Editorial do Estadão, 17/11/2021

 

O pobre é só pretexto



Este é o governo Bolsonaro: prefere não honrar as dívidas reconhecidas pela Justiça para conceder aumento, em ano eleitoral, a servidor público


Notas&Informações, O Estado de S.Paulo
17 de novembro de 2021 | 03h00


Depois de sua aprovação em dois turnos pela Câmara dos Deputados, a Proposta de Emenda Constitucional (PEC) 23/21, que limita o pagamento dos precatórios e altera as regras do teto de gastos, foi encaminhada ao Senado. A expectativa do governo é de que seja analisada pela Comissão de Constituição e Justiça (CCJ) na semana que vem. Se a proposta original já era um escândalo – sem fazer o dever de casa, o Executivo federal deseja institucionalizar o calote –, a cada dia acrescem-se novos contornos de irresponsabilidade e de oportunismo eleitoral.

De cara, a PEC dos Precatórios é antirrepublicana. O governo Bolsonaro deseja uma autorização para não cumprir obrigações reconhecidas pela Justiça. Durante o fim de semana, o presidente Jair Bolsonaro tratou uma vez mais o tema com inexatidão e irresponsabilidade. “O que é a PEC dos Precatórios? São dívidas que remontam 30, 40 anos, e que de repente o STF falou que nós temos que pagar de uma vez só”, disse.

Não foi de repente, tampouco foi o Supremo quem decidiu que o governo tem de “pagar de uma só vez”. Todos – pessoas físicas ou jurídicas, de direito privado ou público – devem cumprir as obrigações reconhecidas pela Justiça. A manobra agora tentada pelo governo Bolsonaro (mudar a Constituição para não ter de pagar o que deve) afronta a segurança jurídica e prejudica o ambiente de negócios. Quer mudar as regras do jogo depois de o jogo já ter terminado.

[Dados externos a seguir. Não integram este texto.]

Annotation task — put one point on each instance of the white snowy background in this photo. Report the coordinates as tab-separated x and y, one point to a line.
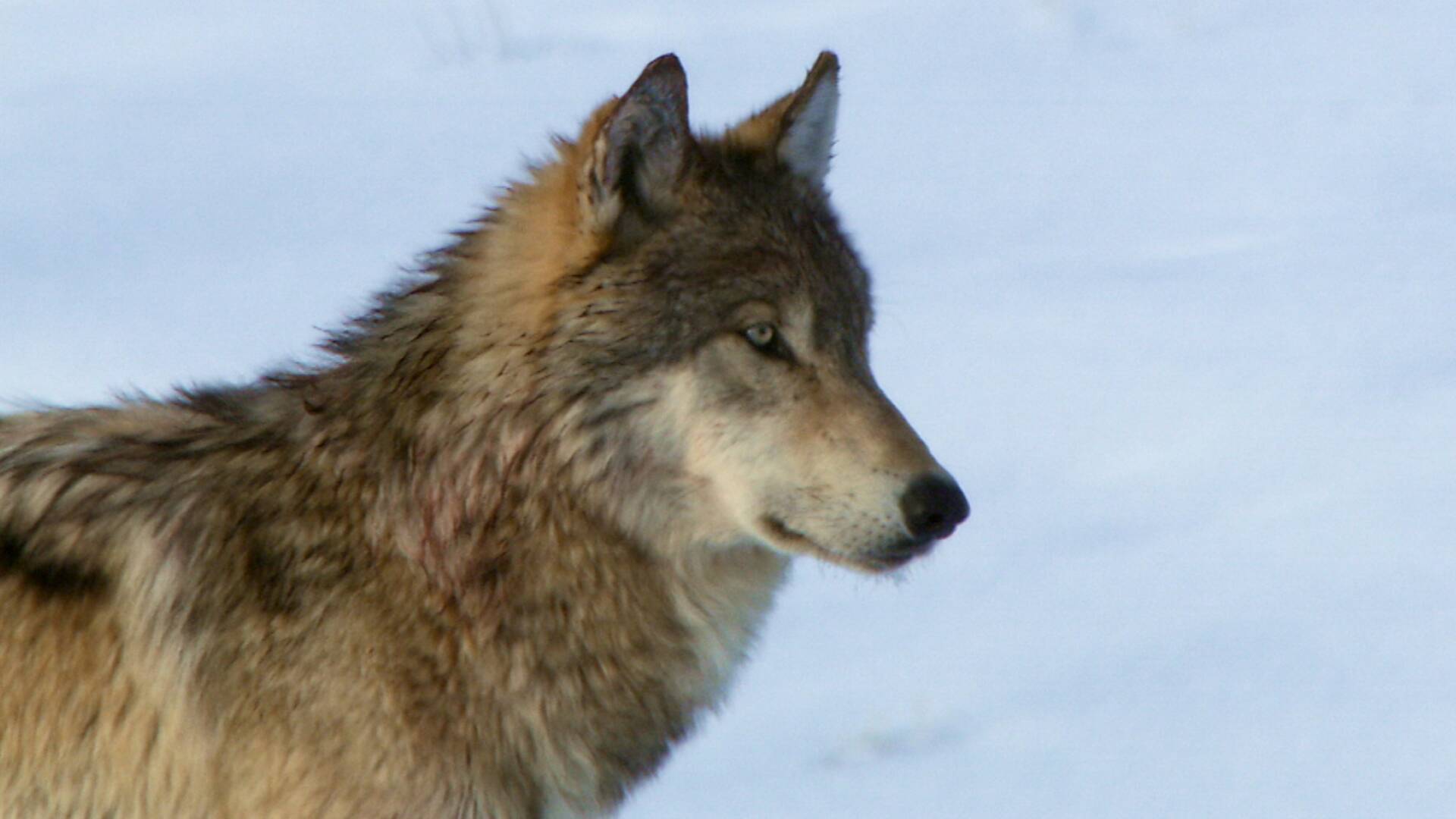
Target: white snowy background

A PEC 23/21 é uma evidente irresponsabilidade, a merecer imediata rejeição. Para se tornar menos indigesta, o governo federal atribuiu-lhe suposta finalidade social. Segundo o Palácio do Planalto, o calote dos precatórios, combinado com o abandono da regra fiscal relativa ao teto de gastos, seria medida necessária para o pagamento do programa de transferência de renda para a população carente.

A pretensa finalidade social da PEC dos Precatórios foi desmentida várias vezes por especialistas em contas públicas, que apresentaram alternativas para a continuidade do programa social, sem precisar abandonar o teto de gastos. No entanto, o governo federal não se interessou por esses outros caminhos, uma vez que não dariam a Jair Bolsonaro precisamente o que ele mais almeja.

Com a PEC dos Precatórios, o presidente Bolsonaro não quer dinheiro para pagar o Bolsa Família (ou o Auxílio Brasil). Se fosse para isso apenas, não precisaria alterar as regras constitucionais. O objetivo do governo federal é ter autorização para realizar no ano que vem – ano de eleições – outros gastos, eleitoralmente interessantes. No mês passado, veio à tona a articulação, por parte de alguns deputados, para que a aprovação da PEC 23/21 permitisse aumentar o Fundo Eleitoral de R$ 2 bilhões para R$ 5 bilhões, além de incluir emendas de relator no valor de R$ 16 bilhões.

Agora, a execução dessa modalidade de emenda foi suspensa por decisão do Supremo. Mas a questão de fundo permanece. Com o discurso de que é preciso ter dinheiro para programa social, tenta-se ampliar as verbas para outras finalidades. Algumas delas são tão escusas, tão pouco transparentes, que sua execução foi barrada pelo Judiciário.

E o descaramento só aumenta. Durante a viagem a Dubai, o presidente Bolsonaro admitiu que o espaço fiscal aberto pela PEC dos Precatórios é muito maior do que o necessário para pagar o Auxílio Brasil e – vejam só – o governo pensa até em conceder aumento ao funcionalismo público. “Dá para atender a população mais carente, dá para atender a questão orçamentária e pensamos até, dado o espaço que está sobrando, em atender até em parte os servidores”, disse.

Este é o governo Bolsonaro: prefere não honrar as dívidas reconhecidas pela Justiça para conceder aumento, em ano eleitoral, a servidor público. E a manobra é realizada sob suposta motivação social. Jair Bolsonaro consegue ser a cabal farsa de suas promessas. Na campanha, vende antipetismo; no governo, entrega a essência do lulopetismo: vale-se dos pobres para seus interesses eleitorais, mesmo que isso destrua o País.